When this principle is absent, these threats become reachable.

Controls that advance it

Catalogue mitigations that strengthen this principle, grouped by the defence-in-depth stage they sit in.

Prevent
  • OOB verify An agent that can propose payments, update banking details, or modify production configuration is, by construction, a manipulation surface. If the only thing standing between a proposed change and its execution is the agent's own UI, a successful prompt injection or RAG poisoning attack requires no additional steps. Out-of-band verification breaks that dependency by routing a one-use confirmation code through a channel that is structurally separate from the agent's primary interaction channel, so an attacker who controls the agent's context cannot complete the approval without also compromising the user's registered secondary device.
Detect

No catalogued control.

Respond
  • Kill switch Agentic systems can act faster than a human can intervene through normal channels. A kill switch is the operational guarantee that a named human role can stop agent activity at any scope (single instance, class, or global) through a documented runbook, without requiring a code change or redeployment, and with every invocation written to an audit trail.
  • Legal hold An audit trail is only useful if its records cannot be altered after the fact. Without a storage-layer enforcement mechanism, a sufficiently privileged attacker (or a compromised recorder identity) can overwrite or delete the records that document what happened.
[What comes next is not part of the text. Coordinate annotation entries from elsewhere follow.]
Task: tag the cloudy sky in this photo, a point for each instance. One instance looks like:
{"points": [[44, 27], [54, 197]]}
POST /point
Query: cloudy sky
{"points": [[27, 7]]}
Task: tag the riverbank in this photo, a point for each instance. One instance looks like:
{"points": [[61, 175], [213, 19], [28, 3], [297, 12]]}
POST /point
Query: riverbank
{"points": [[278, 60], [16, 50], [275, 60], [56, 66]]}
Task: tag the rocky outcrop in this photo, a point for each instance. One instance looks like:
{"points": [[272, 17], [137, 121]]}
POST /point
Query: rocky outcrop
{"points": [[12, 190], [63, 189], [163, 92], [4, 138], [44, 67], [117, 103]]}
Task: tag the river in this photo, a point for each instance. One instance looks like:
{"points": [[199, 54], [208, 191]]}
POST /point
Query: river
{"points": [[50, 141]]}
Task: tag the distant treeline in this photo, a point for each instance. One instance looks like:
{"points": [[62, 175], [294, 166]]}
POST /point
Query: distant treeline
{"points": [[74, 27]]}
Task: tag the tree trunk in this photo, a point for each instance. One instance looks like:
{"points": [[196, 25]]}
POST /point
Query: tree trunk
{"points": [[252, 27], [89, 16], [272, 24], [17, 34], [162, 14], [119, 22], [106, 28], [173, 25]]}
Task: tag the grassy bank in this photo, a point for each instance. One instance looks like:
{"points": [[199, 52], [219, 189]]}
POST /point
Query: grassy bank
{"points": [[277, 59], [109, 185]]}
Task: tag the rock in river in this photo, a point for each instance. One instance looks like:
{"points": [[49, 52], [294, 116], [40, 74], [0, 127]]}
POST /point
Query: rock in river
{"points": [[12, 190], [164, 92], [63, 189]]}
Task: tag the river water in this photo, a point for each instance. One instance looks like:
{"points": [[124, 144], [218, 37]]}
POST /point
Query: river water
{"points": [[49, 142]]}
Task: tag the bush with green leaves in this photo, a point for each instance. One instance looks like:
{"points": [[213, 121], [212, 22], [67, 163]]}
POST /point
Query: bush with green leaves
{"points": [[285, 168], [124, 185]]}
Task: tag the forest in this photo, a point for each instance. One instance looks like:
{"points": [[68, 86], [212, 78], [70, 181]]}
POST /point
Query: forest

Legal hold and WORM retention solve this by placing audit records in storage that the provider itself enforces as immutable: no user, including account root, can modify or delete a locked object within the retention window. Legal hold extends that protection indefinitely for active incidents, lifted only through an out-of-band authority outside the normal operations team.

In Helmwart

Relates to the kill-switch and resilience principles; not scored directly.